Scarring of the lungs is not reversible. That is why it is important to quit smoking before you do permanent damage to your lungs. Within two weeks of quitting, you might notice it’s easier to walk up the stairs because you may be less short of breath. Don’t wait until later; quit today!

Prevent Emphysema

There is no cure for emphysema. But quitting when you are young, before you have done years of damage to the delicate air sacs in your lungs, will help protect you from developing emphysema later.

Return of Cilia

Cilia (The fine hairlike projections from certain cells such as those in the respiratory tract that sweep in unison and help to sweep away fluids and particles) start to regrow and regain normal function very quickly after you quit smoking. They are one of the first things in your body to heal. People sometimes notice that they cough more than usual when they first quit smoking. This is a sign that the cilia are coming back to life.
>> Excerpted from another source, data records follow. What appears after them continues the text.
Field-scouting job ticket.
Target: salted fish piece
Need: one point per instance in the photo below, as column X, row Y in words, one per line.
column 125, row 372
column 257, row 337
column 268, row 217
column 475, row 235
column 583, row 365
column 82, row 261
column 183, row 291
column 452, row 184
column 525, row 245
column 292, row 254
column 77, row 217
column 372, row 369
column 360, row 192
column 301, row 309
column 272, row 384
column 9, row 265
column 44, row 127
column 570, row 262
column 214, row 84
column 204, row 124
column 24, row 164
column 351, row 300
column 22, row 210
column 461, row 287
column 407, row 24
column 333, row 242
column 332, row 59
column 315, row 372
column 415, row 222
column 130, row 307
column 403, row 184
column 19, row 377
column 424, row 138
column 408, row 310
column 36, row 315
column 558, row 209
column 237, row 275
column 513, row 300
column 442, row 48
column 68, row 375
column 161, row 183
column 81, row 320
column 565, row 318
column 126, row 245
But you’re more likely to fight off colds and infections when you’re cilia are working properly.

DNA

Lower Cancer Risk

Quitting smoking will prevent new DNA damage from happening and can even help repair the damage that has already been done. Quitting smoking immediately is the best way to lower your risk of getting cancer.

Stomach and Hormones

Smaller Belly

Quitting smoking will reduce your belly fat and lower your risk of diabetes. If you already have diabetes, quitting can help you keep your blood sugar levels in check.

Normal Estrogen Levels

If you’re a woman, your estrogen levels will gradually return to normal after you quit smoking. And if you hope to have children someday, quitting smoking right now will increase your chances of a healthy pregnancy in the future.

Erectile Dysfunction

Sexual Healing

If you quit smoking now, you can lower your chances of erectile dysfunction and improve your chances of having a healthy sexual life.
"The nicotine was making me dead, inside and out. Now I feel free, vibrant, energetic, focused, and so alive!"
-Smokefree Arwen

Blood and the Immune System

Normal White Blood Cell Count

When you quit smoking, your body will begin to heal from the injuries that smoking caused. Eventually, your white blood cell counts will return to normal and will no longer be on the defensive.

Proper Healing

Quitting smoking will improve blood flow to wounds, allowing important nutrients, minerals, and oxygen to reach the wound and help it heal properly.

Stronger Immune System

When you quit smoking, your immune system is no longer exposed to tar and nicotine. It will become stronger, and you will be less likely to get sick.

Muscles and Bones

Strong Muscles

Quitting smoking will help increase the availability of oxygen in your blood, and your muscles will become stronger and healthier.

Stronger Bones

Quitting smoking can reduce your risk of fractures, both now and later in life. Keep your bones strong and healthy by quitting now.